O presidente Jair Bolsonaro voltou a manifestar, nesta terça-feira, a intenção de nomear seu filho Eduardo, que hoje cumpre mandato de deputado federal – com a maior votação da história do país para o cargo –, como o novo embaixador do Brasil nos Estados Unidos. O posto está vago há pouco mais de um mês: no início de junho, o chanceler Ernesto Araújo removeu Sérgio Amaral, que estava em Washington desde 2016, por indicação de Michel Temer.

Que Eduardo Bolsonaro está totalmente em sintonia com os atuais governos tanto do Brasil quanto dos Estados Unidos, algo que poderia abrir muitas portas, está mais que evidente. E, na qualidade de atual presidente da Comissão de Relações Exteriores da Câmara, colegiado do qual também fez parte na legislatura anterior como suplente, não se pode dizer que o tema das relações internacionais lhe seja completamente estranho. No entanto, as relações entre Brasil e Estados Unidos são muito mais complexas, exigindo de quem vier a ocupar o posto de embaixador em Washington uma série de qualidades excepcionais, condizentes com o cargo mais importante da diplomacia brasileira depois do chanceler.

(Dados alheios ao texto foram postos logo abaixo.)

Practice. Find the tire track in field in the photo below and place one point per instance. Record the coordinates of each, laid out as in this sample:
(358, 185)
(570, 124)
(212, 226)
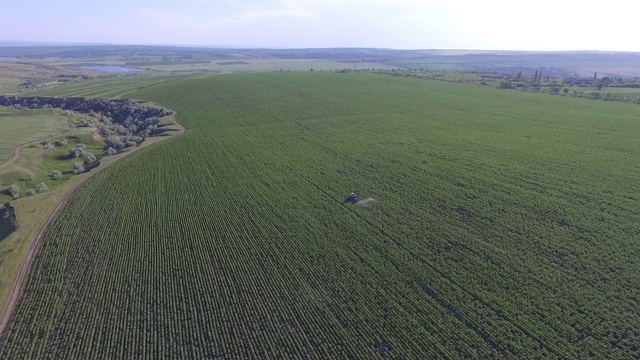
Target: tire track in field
(25, 264)
(441, 301)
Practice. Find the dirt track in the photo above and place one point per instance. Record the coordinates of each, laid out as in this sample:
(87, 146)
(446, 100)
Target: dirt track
(16, 156)
(25, 264)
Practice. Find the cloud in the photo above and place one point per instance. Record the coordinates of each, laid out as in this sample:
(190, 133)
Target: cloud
(254, 16)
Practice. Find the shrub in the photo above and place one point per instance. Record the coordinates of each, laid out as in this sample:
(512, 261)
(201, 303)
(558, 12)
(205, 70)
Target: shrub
(78, 168)
(42, 187)
(89, 158)
(77, 151)
(13, 190)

Apesar de hoje Brasil e Estados Unidos serem aliados em questões estratégicas como a defesa da democracia na América Latina, há outros temas que têm colocado os dois países em rota de colisão já há muitos anos, como o comércio exterior. Quando os Estados Unidos quiseram ampliar a integração comercial no continente, o governo brasileiro torpedeou o que seria a Área de Livre Comércio das Américas (Alca); hoje, enquanto o Brasil busca uma maior inserção comercial, Donald Trump tem adotado posturas protecionistas, embarcando em uma guerra de tarifas contra outra superpotência moderna, a China. Em março de 2018, por exemplo, Trump impôs sobretaxas ao aço e alumínio de diversos países, incluindo o Brasil. Ainda que elas tenham sido posteriormente retiradas, ficou claro que, entre a defesa de interesses setoriais dentro de seu país e uma ampla abertura comercial, o norte-americano escolherá defender os compatriotas, seja na indústria, seja no agronegócio.

O currículo do atual deputado não exibe feitos que o credenciem à embaixada em Washington

É com interesses deste tipo que um embaixador brasileiro nos Estados Unidos terá de lidar. Mas as qualidades que Eduardo Bolsonaro invoca a seu favor estão aquém desta missão. Ter feito intercâmbio, fritado hambúrguer no Maine ou no Colorado, visto o “trato receptivo do norte-americano para com os brasileiros” não basta. Quem estiver em Washington precisa ser um exímio negociador, conhecedor da economia local, dos valores que norteiam a sociedade norte-americana e das tensões internas daquele país.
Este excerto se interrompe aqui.